To provide, for family physicians without access to a travel clinic, evidence-based recommendations on vaccinating infants and children, adults, pregnant women, and immunocompromised patients traveling to non-Western countries.

QUALITY OF EVIDENCE

Searches were undertaken of MEDLINE from 1990 to November 1998 (372 articles); the Cochrane Collaboration Library; publications of the National Action Committee on Immunization and the Committee to Advise on Tropical Medicine and Travel in Canada Communicable Disease Reports; the Canadian Immunization Guide; and Laboratory Centre for Disease Control, United States Centres for Disease Control, and World Health Organization websites. Evidence-based statements, randomized controlled trials, systematic reviews, and meta-analyses were selected. Vaccination recommendations are based on this evidence.

MAIN MESSAGE

Physicians should complete vaccination schedules for children whose primary series is incomplete and vaccinate unvaccinated adults. Hepatitis A is widespread, and travelers to areas where it is endemic should be vaccinated. The elderly should be vaccinated against influenza and pneumococcal disease. Pregnant women should receive vaccines appropriate to their trimester. Immunocompromised patients should be vaccinated, but BCG and live vaccines are contraindicated.
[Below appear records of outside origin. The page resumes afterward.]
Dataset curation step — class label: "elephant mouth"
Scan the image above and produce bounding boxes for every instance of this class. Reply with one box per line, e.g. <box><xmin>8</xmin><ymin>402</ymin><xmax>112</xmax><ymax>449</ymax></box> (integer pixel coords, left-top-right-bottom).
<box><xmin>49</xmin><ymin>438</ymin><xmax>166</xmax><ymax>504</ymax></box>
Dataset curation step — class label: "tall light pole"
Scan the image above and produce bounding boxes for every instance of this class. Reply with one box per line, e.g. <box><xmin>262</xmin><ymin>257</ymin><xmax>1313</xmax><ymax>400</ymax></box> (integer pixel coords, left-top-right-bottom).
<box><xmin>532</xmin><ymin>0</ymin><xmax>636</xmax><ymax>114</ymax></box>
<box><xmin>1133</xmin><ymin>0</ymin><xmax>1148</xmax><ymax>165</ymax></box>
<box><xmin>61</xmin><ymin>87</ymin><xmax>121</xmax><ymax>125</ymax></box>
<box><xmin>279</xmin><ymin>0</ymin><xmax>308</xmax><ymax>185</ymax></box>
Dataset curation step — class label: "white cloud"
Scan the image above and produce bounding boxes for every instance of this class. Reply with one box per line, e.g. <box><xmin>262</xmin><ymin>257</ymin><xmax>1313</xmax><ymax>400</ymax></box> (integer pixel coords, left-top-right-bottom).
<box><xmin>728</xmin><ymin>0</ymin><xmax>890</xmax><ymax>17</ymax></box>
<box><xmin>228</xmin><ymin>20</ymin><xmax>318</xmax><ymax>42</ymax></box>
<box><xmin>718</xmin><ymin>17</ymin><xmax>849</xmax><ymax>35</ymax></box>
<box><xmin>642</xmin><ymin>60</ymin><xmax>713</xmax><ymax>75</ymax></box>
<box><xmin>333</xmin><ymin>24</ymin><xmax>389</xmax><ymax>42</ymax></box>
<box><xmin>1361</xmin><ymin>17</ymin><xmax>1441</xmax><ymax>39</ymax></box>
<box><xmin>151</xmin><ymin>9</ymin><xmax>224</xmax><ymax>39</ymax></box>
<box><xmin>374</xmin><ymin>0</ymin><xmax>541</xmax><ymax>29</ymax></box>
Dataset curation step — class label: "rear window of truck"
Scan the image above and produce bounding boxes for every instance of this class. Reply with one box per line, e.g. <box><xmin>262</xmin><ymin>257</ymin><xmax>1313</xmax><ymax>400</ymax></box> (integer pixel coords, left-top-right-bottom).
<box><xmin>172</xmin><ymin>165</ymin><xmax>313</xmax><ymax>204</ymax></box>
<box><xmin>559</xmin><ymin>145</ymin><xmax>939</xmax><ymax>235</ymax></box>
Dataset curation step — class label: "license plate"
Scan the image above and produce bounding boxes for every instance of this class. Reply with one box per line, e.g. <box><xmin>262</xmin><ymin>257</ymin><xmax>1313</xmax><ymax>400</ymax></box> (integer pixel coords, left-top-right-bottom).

Travelers to areas where meningitis, typhoid, cholera, Japanese encephalitis, and rabies are endemic should be vaccinated if they are likely to be exposed. Those traveling to areas where tuberculosis is endemic should take precautions and should have skin tests before traveling and 2 to 4 months after return.

CONCLUSIONS

Family physicians can administer all necessary vaccinations. They can advise pregnant women and immunocompromised people about the balance of risk of disease and benefits of vaccination.

摘要

目的

为无法使用旅行诊所的家庭医生提供关于为前往非西方国家旅行的婴儿、儿童、成人、孕妇和免疫功能低下患者接种疫苗的循证建议。

证据质量

检索了1990年至1998年11月的MEDLINE(372篇文章)、Cochrane协作图书馆、加拿大免疫国家行动委员会和加拿大热带医学与旅行咨询委员会的传染病报告出版物、《加拿大免疫指南》以及疾病控制实验室中心、美国疾病控制中心和世界卫生组织网站。选择了循证声明、随机对照试验、系统评价和荟萃分析。疫苗接种建议基于这些证据。

主要信息

医生应为主要系列疫苗接种不完整的儿童完成疫苗接种计划,并为未接种疫苗的成人接种疫苗。甲型肝炎广泛流行,前往该病流行地区的旅行者应接种疫苗。老年人应接种流感和肺炎球菌疾病疫苗。孕妇应根据其孕期接种适当的疫苗。免疫功能低下患者应接种疫苗,但禁忌接种卡介苗和活疫苗。前往脑膜炎、伤寒、霍乱、日本脑炎和狂犬病流行地区的旅行者,如果可能接触到病原体,应接种疫苗。前往结核病流行地区的旅行者应采取预防措施,旅行前和返回后2至4个月应进行皮肤测试。

结论

家庭医生可以进行所有必要的疫苗接种。他们可以就疾病风险与疫苗接种益处之间的平衡向孕妇和免疫功能低下者提供建议。